3. Verbot wegen Störung durch Tonwiedergabe

Einige kommunale Friedhofsträger diskutieren ein Verbot vor dem Hintergrund, dass eine Störung der übrigen Friedhofsnutzer durch Tonwiedergabe erfolge. Für eine evtl. Störung der übrigen Friedhofsbesucher durch laute Tonwiedergabe ist der Besucher verantwortlich, der die betreffende Internetseite abruft und anschaut.
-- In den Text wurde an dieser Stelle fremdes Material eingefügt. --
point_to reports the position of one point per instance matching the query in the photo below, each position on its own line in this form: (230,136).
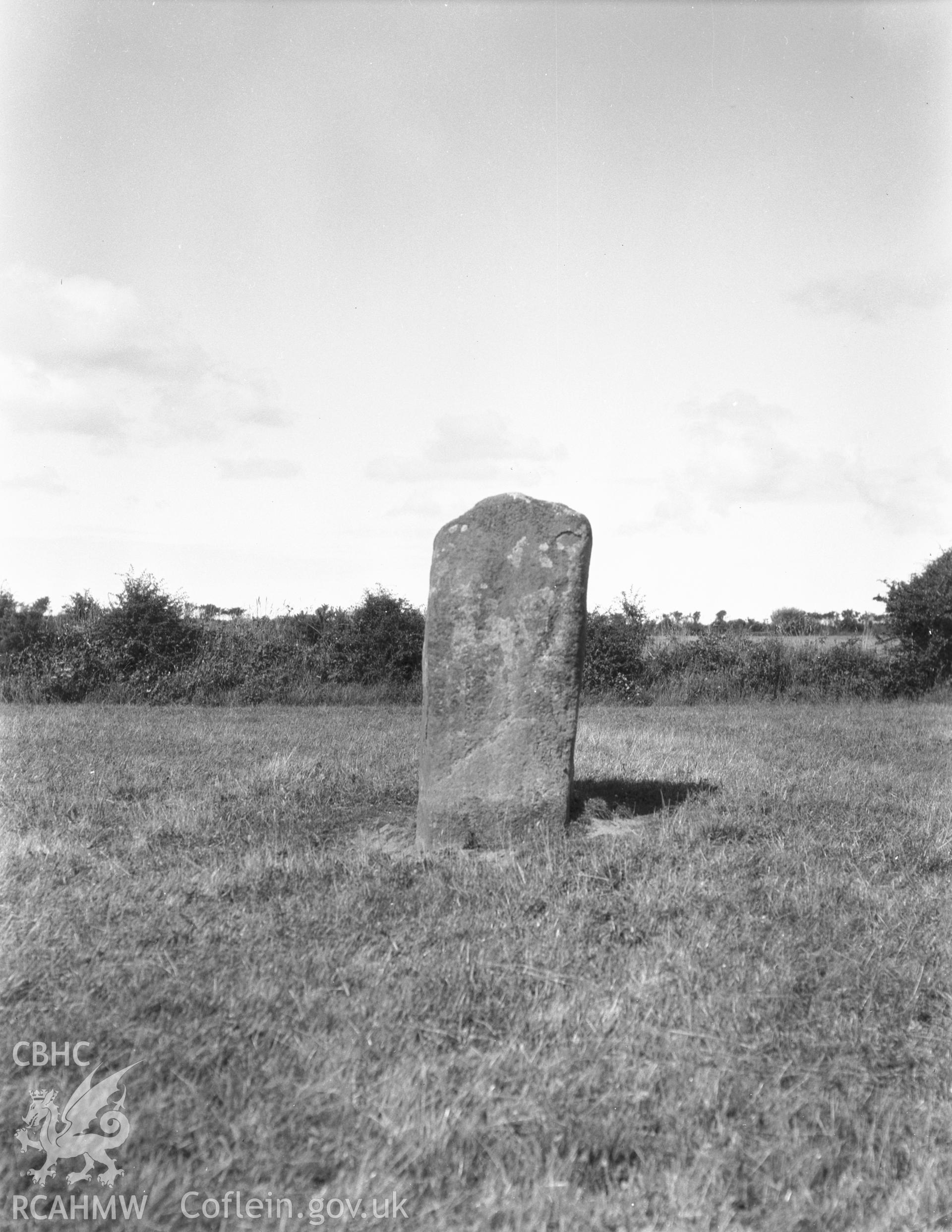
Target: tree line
(151,646)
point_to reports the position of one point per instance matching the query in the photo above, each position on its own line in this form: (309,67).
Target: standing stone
(503,653)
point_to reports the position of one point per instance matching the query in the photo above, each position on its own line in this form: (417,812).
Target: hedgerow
(148,646)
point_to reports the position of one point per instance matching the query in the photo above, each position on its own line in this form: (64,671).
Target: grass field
(722,999)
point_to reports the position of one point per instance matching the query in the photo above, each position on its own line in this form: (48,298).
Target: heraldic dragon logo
(73,1137)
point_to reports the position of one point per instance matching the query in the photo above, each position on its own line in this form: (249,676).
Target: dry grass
(724,998)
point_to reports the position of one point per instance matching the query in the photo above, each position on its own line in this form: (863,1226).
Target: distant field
(813,641)
(724,998)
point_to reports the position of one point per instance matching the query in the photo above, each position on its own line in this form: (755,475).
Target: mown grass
(723,998)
Tonwiedergabe in einer Lautstärke, die auch bei normalen Gesprächen eines Friedhofsbenutzers geduldet würden, werden ein derartiges Verbot deshalb ebenfalls nicht rechtfertigen können.

II. Kontrolle der Inhalte

Da ein Verbot der Verwendung von QR-Codes auf Grabsteinen rechtlich nicht umsetzbar sein wird, stehen die kommunalen Friedhofsträger im Falle der Genehmigung eines Antrags eines Grabnutzungsberechtigten vor der Frage, ob für sie die Pflicht besteht, diese Inhalte zu kontrollieren und ggf. dagegen vorzugehen.
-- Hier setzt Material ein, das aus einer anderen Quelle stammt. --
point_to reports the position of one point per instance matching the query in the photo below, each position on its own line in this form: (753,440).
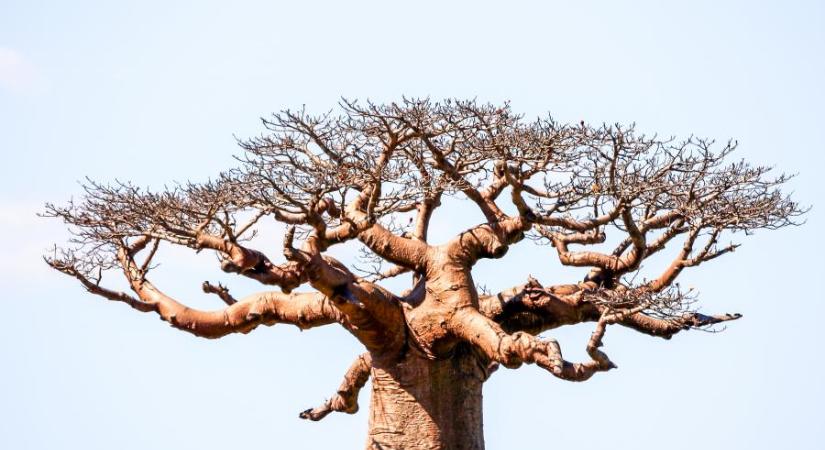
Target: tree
(376,174)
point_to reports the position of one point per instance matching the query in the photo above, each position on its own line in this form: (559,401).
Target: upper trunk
(420,404)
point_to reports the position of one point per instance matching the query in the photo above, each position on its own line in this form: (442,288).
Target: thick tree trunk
(420,404)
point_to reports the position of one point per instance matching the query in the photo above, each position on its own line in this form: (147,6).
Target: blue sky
(156,91)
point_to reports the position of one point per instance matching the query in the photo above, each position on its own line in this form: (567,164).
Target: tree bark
(423,404)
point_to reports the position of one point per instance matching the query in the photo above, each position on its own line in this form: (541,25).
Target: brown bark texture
(604,199)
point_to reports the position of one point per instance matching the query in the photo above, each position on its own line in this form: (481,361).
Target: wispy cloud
(17,74)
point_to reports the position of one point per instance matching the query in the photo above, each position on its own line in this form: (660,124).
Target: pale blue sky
(154,92)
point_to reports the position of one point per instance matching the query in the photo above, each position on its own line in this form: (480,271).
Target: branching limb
(346,398)
(512,350)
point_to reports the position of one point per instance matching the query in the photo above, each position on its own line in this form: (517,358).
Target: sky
(157,92)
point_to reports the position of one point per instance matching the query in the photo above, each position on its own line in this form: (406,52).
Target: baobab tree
(604,199)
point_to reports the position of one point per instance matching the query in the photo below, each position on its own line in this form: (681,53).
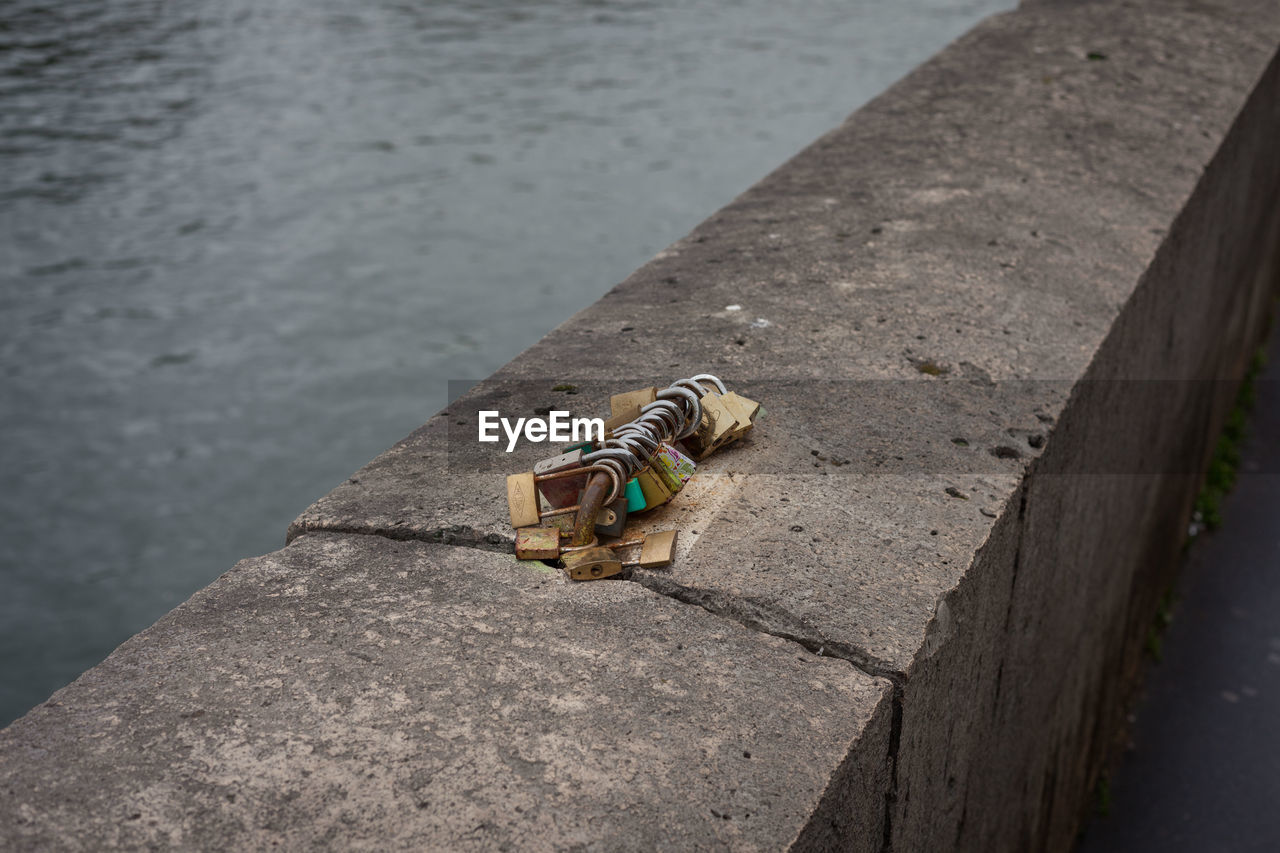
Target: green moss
(931,368)
(1102,794)
(1225,463)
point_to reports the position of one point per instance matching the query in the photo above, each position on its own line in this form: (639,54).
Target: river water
(245,243)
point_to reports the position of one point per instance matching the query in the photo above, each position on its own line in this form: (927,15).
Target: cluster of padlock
(652,445)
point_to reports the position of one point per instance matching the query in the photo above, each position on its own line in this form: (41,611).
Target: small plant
(1220,478)
(1102,794)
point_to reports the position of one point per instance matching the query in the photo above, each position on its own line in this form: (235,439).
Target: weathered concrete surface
(1070,214)
(351,692)
(995,318)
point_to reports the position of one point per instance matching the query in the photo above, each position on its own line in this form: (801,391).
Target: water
(243,245)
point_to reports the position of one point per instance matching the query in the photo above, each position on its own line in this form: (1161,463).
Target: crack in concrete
(754,614)
(768,619)
(458,534)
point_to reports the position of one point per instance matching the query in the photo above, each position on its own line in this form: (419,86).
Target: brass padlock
(631,401)
(560,492)
(653,486)
(538,543)
(600,561)
(524,502)
(592,564)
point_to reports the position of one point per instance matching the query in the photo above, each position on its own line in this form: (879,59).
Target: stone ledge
(351,692)
(1042,228)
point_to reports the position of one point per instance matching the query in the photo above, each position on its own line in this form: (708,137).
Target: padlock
(744,411)
(522,500)
(671,460)
(654,487)
(602,561)
(716,422)
(612,519)
(631,401)
(563,491)
(714,428)
(592,564)
(538,543)
(657,550)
Diese Frage ist mit einem deutlichen „Nein“ zu beantworten. Eine Pflicht der kommunalen Friedhofsträger, gegen die Inhalte der hinterlegten Internetseiten vorzugehen, bestünde nur dann, wenn diese der jeweiligen Friedhofsatzung widersprächen oder sich eine Verpflichtung aus der allgemeinen Verkehrssicherungspflicht ergäbe. Beides ist allerdings nicht der Fall.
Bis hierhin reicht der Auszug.